By A&A, businesses cope with construction

The dust floating through the air won’t hit the ground for at least six months, but despite the inconvenience of extensive University construction on and around Chapel Street, local businesses are seeing clear skies ahead.

In the midst of ongoing renovations to the Art & Architecture Building and Jonathan Edwards College, and the construction of a new History of Art Department building, both foot traffic and available parking spaces on High, York and Chapel streets have decreased in recent months, local merchants interviewed by the News said. But several local businessmen also said the high density of construction workers has brought them new costumers and boosted business.

The renovation of the Art & Architecture Building, at the corner of York and Chapel, is affecting customer traffic.
Ani Katz
The renovation of the Art & Architecture Building, at the corner of York and Chapel, is affecting customer traffic.

All of the local business owners interviewed expressed grievances about the dust and noise from the construction sites. But Jazmine Caramanica, assistant manager of Clare Jones clothing store, said more customers have been walking through her doors since construction began last spring.

“The construction guys come into the store and buy stuff for their wives,” she said. “We haven’t lost any customers because of construction.”

Scott Healy ’97, director of the New Haven Town Green Special Services District, the local chamber of commerce, said downtown construction often creates new costumers for area businesses.

“A tremendous number of people are working on these sites, and they will visit local businesses,” Healy said. “They’re a captive audience, and they can bring their families and friends back in the future.”

But Caramanica said the University projects have also put a strain on her business.

“Parking is difficult, and there is a lot more traffic,” she said. “I saw a student get hit by a car on the corner just [Tuesday].”

She said the student got up immediately and walked away without visible injury.

Stephen Kovel, owner of Hull’s Art Supply & Framing on Chapel Street, said the added construction currently taking place on the Colony Inn down the street has compounded the problems created by the Yale construction. He pointed to a decrease in foot traffic past his store and a decrease in parking spaces for potential customers.

An employee at Thai Taste, Sunattsa Bub, had similar complaints. Echoing numerous other merchants in the area, she said the combination of the A&A building and Colony Inn construction has virtually eliminated all customer parking around the restaurant.

The Special Services District is working with police in the area to ensure that spots are available and parking rules are enforced, Healy said.
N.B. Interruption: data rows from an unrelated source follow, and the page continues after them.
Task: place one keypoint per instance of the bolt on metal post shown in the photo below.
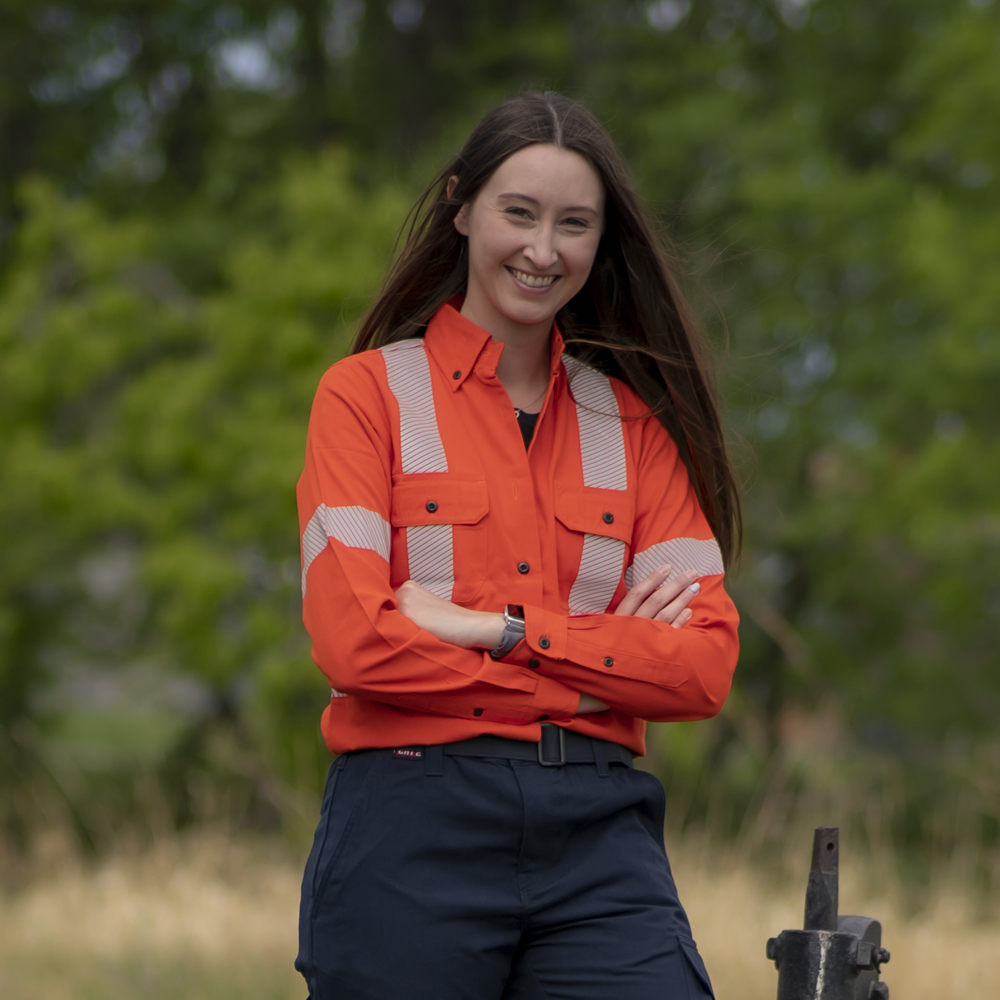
(832, 957)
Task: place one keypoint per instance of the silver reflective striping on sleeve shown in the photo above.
(409, 374)
(431, 562)
(355, 527)
(429, 546)
(602, 440)
(602, 453)
(598, 576)
(701, 555)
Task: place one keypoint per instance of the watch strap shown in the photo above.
(513, 631)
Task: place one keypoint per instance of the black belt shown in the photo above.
(557, 746)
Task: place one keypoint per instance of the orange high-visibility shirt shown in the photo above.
(416, 469)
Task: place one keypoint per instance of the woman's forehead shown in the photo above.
(548, 173)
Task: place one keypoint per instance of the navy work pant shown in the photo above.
(458, 878)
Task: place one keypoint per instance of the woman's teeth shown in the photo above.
(531, 280)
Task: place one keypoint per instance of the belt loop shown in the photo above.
(434, 760)
(601, 757)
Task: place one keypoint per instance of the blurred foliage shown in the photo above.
(223, 182)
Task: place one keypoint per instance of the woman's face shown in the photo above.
(533, 231)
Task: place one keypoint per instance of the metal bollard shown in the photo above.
(832, 958)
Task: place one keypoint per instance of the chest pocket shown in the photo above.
(604, 518)
(442, 516)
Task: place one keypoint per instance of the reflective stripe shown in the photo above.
(355, 527)
(598, 576)
(431, 563)
(683, 554)
(602, 452)
(409, 374)
(602, 439)
(429, 546)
But Kovel said he has been more bothered by the decrease in foot traffic along Chapel Street than by the impact on vehicle traffic.

“People seem to be avoiding the street to some extent because it is difficult to walk near the construction site,” he said.
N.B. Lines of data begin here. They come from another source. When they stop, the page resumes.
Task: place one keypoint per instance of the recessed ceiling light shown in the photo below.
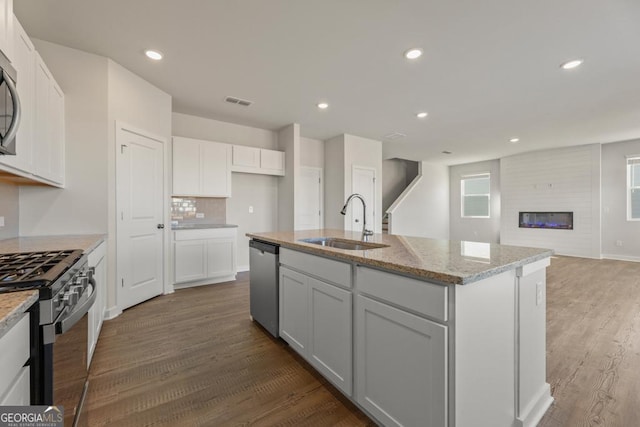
(569, 65)
(413, 53)
(153, 54)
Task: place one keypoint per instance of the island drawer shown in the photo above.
(323, 268)
(416, 295)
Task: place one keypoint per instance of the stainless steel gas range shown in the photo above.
(58, 362)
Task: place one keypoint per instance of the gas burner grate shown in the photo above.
(28, 270)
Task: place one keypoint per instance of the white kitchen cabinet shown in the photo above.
(6, 28)
(401, 372)
(40, 141)
(97, 260)
(330, 333)
(294, 314)
(190, 260)
(24, 63)
(257, 160)
(48, 133)
(14, 377)
(204, 256)
(201, 168)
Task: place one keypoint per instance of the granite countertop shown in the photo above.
(445, 261)
(198, 226)
(86, 242)
(13, 304)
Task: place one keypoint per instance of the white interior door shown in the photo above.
(140, 243)
(309, 209)
(363, 182)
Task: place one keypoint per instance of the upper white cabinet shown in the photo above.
(24, 54)
(40, 142)
(201, 168)
(6, 28)
(257, 160)
(48, 147)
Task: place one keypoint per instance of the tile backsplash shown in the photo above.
(208, 210)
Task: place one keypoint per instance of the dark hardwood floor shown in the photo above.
(194, 358)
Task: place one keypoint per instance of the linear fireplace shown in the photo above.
(552, 220)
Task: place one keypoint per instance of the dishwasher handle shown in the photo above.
(264, 246)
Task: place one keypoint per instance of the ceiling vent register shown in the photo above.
(238, 101)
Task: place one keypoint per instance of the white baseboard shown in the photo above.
(223, 279)
(621, 257)
(112, 313)
(536, 409)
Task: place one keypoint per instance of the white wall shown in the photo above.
(311, 152)
(565, 179)
(334, 176)
(215, 130)
(258, 191)
(81, 207)
(422, 210)
(139, 104)
(615, 226)
(9, 209)
(475, 229)
(367, 153)
(397, 174)
(289, 142)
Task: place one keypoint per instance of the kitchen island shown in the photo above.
(420, 331)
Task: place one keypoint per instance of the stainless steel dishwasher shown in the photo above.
(263, 288)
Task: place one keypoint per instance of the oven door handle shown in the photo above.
(68, 322)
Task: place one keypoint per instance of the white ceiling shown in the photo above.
(490, 69)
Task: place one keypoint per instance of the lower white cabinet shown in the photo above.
(315, 319)
(401, 371)
(204, 256)
(14, 354)
(190, 260)
(98, 260)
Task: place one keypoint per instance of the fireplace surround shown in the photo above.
(550, 220)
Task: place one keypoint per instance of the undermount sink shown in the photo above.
(350, 245)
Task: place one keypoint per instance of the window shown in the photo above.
(476, 195)
(633, 188)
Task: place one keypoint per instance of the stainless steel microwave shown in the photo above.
(9, 107)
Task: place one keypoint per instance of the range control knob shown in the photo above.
(70, 298)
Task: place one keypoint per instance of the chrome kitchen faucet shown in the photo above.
(365, 233)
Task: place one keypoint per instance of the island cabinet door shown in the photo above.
(293, 310)
(401, 370)
(330, 339)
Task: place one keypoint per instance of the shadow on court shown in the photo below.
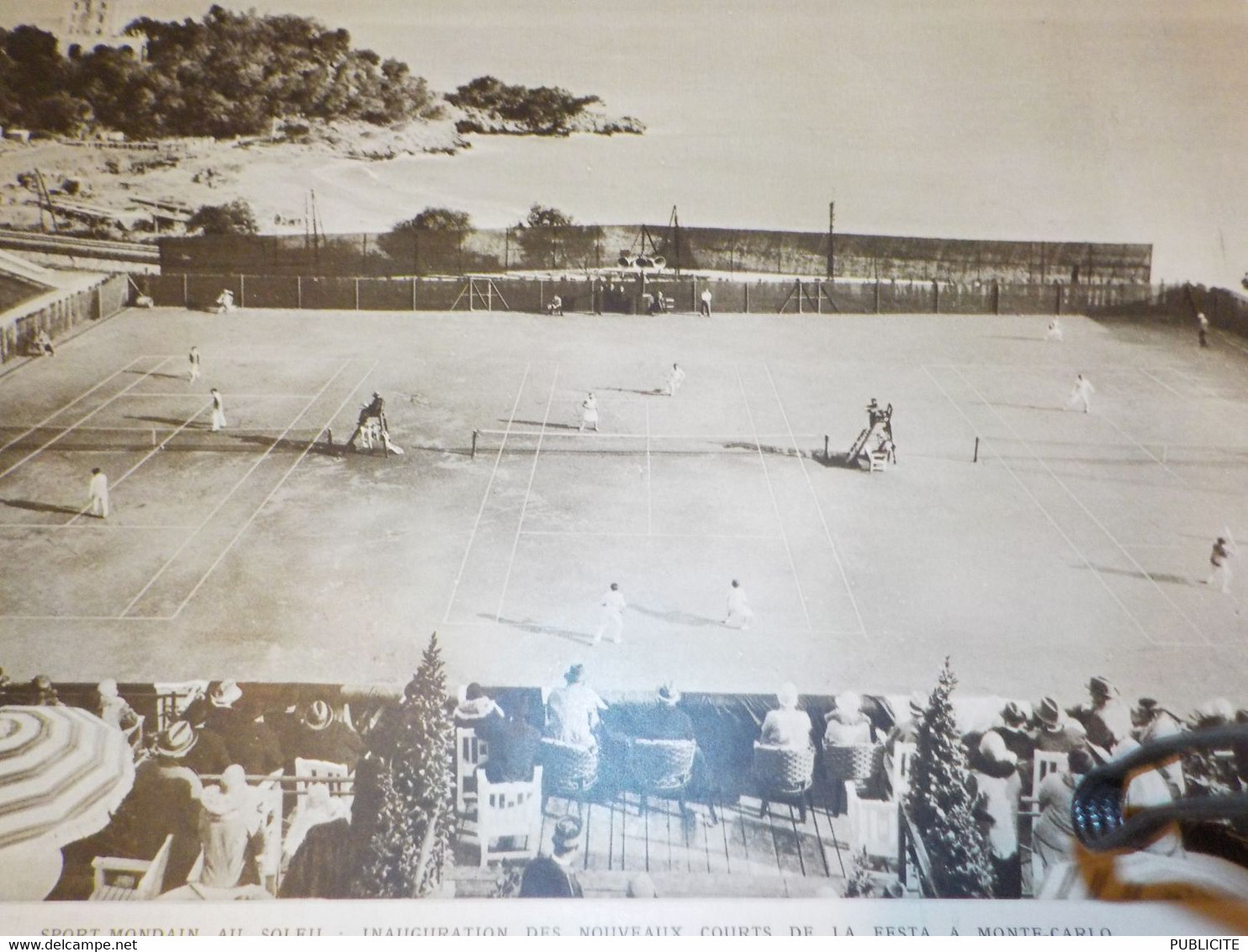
(678, 618)
(533, 628)
(1149, 575)
(30, 505)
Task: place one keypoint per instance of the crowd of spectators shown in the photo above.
(200, 771)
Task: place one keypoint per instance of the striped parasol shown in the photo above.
(62, 771)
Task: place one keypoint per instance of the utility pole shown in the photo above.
(832, 241)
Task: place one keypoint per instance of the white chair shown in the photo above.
(902, 758)
(1044, 764)
(873, 825)
(471, 753)
(336, 776)
(121, 880)
(508, 815)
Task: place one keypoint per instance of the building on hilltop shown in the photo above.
(98, 23)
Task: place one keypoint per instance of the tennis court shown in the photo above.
(265, 553)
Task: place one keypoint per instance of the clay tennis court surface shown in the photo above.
(1070, 548)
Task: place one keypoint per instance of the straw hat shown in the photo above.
(226, 694)
(176, 740)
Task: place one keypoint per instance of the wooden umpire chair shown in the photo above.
(471, 753)
(570, 770)
(508, 817)
(784, 775)
(662, 769)
(123, 880)
(336, 776)
(1044, 763)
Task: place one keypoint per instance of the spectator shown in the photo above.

Regardless of the difficulties posed by the construction, the majority of businesses said they have a cordial relationship with the construction workers. The business owners and workers said they recognize that the corner is not an ideal place for construction, and that for now they will just have to stick through the construction.

“Everyone needs to acknowledge that the expansion of the building is long overdue,” Healy said. “As soon as the architecture school reopens, it will be larger, and there will be more foot traffic than before.”

Construction is scheduled to be completed in August 2008.